The builder shape also buys ergonomics, because ctx.run(f, args) does no work until awaited, the call site can chain .spawn() or .timeout() to override execution options before the .await.
What we had to hand build for the TypeScript SDK, with generators and an execution loop, Rust gives to us in the form of the Future trait, so the user writes plain async code.
Suspension is control flow
When a durable step has to wait on another worker, the function must suspend. In Rust we express that by returning Err(Error::Suspended), an ordinary variant of our error enum that propagates using the ? operator straight up and out of the user’s function. The error channel is also doing control-flow duty.
This composes nicely with ?, but it leaks. Err(Suspended) flows through the same Result the user sees, so the user can intercept it. Call .unwrap() on a durable step instead of using ? and it unwraps a Suspended error, which panics the task. We try to mitigate this edge case by wrapping every user function in a panic guard. In other languages like Python and Go we have been able to use try/except and panic/recover to implement the same feature in a less error prone way that is still close to the language semantics.
Standing on the shoulders of Tokio
For concurrent execution, RunTask has .spawn(), which eagerly creates the durable promise and runs the function on a fresh tokio::spawn task:
let h1 = ctx.run(work, a).spawn()?;
let h2 = ctx.run(work, b).spawn()?;
let r1 = h1.await?;
let r2 = h2.await?;Each .spawn() returns a DurableFuture backed by a oneshot channel, so the parent continues immediately and collects results later. Because these are real tokio tasks rather than entries in a single event loop, on a multi-threaded runtime they can execute in parallel across worker threads, not just interleave on one thread.
Structured concurrency falls out of the suspension model, and this is where the suspend-timing becomes important for correctness. When a workflow returns or is about to suspend, the Context flushes any in-flight spawned tasks through, before the parent is allowed to suspend, which guarantees we only ever suspend when there is no more local work to do. If a spawned child itself is suspended on a remote dependency, that dependency bubbles up into the parent’s and the parent suspends too. Nothing local is abandoned mid-flight, so the next replay sees a consistent state that matches reality.
Beyond Rust async/await
A few Rust features make the Rust SDK nice to use.
Serde bounds as a durability boundary.

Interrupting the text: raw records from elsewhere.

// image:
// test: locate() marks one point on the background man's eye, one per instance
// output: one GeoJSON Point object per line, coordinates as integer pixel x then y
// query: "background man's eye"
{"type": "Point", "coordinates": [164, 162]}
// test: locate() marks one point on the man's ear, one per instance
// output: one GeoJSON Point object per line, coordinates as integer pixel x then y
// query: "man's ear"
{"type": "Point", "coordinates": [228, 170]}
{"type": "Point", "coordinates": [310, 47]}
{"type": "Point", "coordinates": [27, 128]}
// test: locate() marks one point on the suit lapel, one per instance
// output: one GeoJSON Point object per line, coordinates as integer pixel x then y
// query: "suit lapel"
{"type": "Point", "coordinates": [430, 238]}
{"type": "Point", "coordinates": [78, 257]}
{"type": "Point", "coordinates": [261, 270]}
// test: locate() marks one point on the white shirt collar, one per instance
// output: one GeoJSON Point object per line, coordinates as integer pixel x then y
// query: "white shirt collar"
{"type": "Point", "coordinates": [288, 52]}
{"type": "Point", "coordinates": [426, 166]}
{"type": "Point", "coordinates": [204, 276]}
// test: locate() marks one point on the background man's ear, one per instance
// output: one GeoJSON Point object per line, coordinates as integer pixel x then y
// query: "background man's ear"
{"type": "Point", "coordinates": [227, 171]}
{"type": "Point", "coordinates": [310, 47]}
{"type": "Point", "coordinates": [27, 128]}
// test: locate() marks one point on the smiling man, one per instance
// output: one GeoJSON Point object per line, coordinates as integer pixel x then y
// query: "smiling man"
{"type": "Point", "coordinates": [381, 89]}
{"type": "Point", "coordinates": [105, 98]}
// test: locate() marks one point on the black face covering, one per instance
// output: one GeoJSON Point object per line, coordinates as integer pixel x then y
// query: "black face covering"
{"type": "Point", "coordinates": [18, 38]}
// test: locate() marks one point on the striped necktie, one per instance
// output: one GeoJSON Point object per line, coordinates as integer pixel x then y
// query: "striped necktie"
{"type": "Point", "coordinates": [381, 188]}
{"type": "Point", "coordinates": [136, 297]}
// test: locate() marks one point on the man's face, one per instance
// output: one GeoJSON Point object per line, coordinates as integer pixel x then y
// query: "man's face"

Arguments are Serialize, results are DeserializeOwned, and those bounds sit directly on the durable call. The compiler statically rejects a workflow step whose input or output cannot be serialized. In a dynamically typed SDK, serializability is a runtime hope, in Rust it is a compile error.
Typed arguments through the Durable trait. Because ctx.run(my_func, args) is generic over the Durable impl the macro generated, the compiler knows the exact arguments and return types of the function passed to it. A wrong argument is a compile error at the call site, and the editor offers autocomplete and inline type hints for a durable call as if it were a plain function call. This was is possible thanks to the very powerful metaprogramming capabilities of Rust.
The takeaway
The hard parts of durable execution are deterministic replay, the promise store, and the suspend-replay semantics, and none of them care whether the frontend is a generator or a future. What changes between languages is how much work we need to make our model fit the language. Rust gives us lazy futures driven by tokio, .await on custom IntoFutures, and bounds that match what replay already needs. The result is an SDK where durable, distributed, crash-recoverable code reads like ordinary async Rust.